Como os Direitos Humanos se relacionam com o projeto de integração dos povos da América Latina e do Caribe?

Silvio Almeida. Uma coisa que considero importante comentar é que construímos nossas políticas de direitos humanos na América Latina principalmente olhando para as atrocidades ditatoriais cometidas no pós-guerra, durante a Guerra Fria. É importante ainda pensar em justiça nessa transição e tudo mais, mas também precisamos analisar as outras tragédias da América Latina que possibilitaram a existência de regimes autoritários.

Em outras palavras, vivemos em um subcontinente atravessado pela desigualdade econômica, pelo racismo e pelo autoritarismo. Não temos uma tradição de cultura democrática, uma cultura de contrato social. Então, nesse sentido, precisamos assumir isso como um projeto para cada um de nossos países, mas também como um projeto para a América Latina.

Temos um presidente que cancelou na Argentina o Instituto Nacional contra a Discriminação, a Xenofobia e o Racismo (INADI), que é uma das principais instituições de inclusão e direitos humanos na Argentina. Entendo que você não pode comentar sobre isso, mas como é possível que ainda exista esse tipo de mentalidade em nossa América, onde nossos povos sofrem tanto?

Não posso falar sobre o caso específico, mas sim sobre o caso em geral.

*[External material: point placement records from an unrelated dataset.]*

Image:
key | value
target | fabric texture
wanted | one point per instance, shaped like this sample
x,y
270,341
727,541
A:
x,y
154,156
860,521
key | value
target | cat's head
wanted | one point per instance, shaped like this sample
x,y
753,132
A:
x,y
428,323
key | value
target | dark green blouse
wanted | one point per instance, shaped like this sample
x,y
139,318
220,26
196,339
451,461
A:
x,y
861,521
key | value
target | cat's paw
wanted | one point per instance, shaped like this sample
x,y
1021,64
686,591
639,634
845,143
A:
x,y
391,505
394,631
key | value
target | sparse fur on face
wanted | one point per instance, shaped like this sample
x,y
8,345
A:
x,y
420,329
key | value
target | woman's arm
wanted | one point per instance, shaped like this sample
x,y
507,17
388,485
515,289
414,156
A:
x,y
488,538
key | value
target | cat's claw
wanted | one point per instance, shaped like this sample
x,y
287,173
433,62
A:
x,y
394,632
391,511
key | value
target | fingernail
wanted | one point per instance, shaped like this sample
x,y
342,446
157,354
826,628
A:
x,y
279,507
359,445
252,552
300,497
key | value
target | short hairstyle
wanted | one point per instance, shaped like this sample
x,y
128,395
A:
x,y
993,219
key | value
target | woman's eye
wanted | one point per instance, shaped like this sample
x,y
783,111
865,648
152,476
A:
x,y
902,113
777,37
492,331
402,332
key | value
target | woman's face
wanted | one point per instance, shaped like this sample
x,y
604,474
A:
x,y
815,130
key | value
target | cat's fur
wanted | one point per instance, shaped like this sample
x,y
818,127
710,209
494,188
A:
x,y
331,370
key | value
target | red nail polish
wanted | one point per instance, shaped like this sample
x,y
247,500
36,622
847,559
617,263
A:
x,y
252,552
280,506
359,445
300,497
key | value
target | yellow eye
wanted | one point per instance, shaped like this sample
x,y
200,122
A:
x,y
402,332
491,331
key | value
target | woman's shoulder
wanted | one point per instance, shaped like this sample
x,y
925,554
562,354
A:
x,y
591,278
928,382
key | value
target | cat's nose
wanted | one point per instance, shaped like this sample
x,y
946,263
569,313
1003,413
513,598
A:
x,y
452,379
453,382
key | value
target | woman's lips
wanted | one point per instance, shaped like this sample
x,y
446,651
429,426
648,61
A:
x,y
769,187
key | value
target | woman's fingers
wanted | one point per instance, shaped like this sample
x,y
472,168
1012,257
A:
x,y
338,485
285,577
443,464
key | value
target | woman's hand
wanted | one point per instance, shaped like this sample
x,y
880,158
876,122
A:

Essa é a questão: a implementação das agendas neoliberais, a destruição de direitos, exigem o chamado ao fascismo.

Você não pode destruir direitos, você não pode colocar as pessoas em uma vida miserável, se não estiver disposto a matar as pessoas que não se submetem a essas condições intrínsecas ao mundo neoliberal.

Então, isso é o que posso dizer. Em outras palavras, atacando minorias, atacando mulheres, atacando pessoas que têm que fazer um esforço extra, atacando trabalhadores, pessoas com deficiência, de alguma forma você está abrindo espaço para a completa dominação do capital com sua extrema violência.

Por último, senhor Ministro, precisamos mudar algo em nós mesmos para que os Direitos Humanos possam se consolidar?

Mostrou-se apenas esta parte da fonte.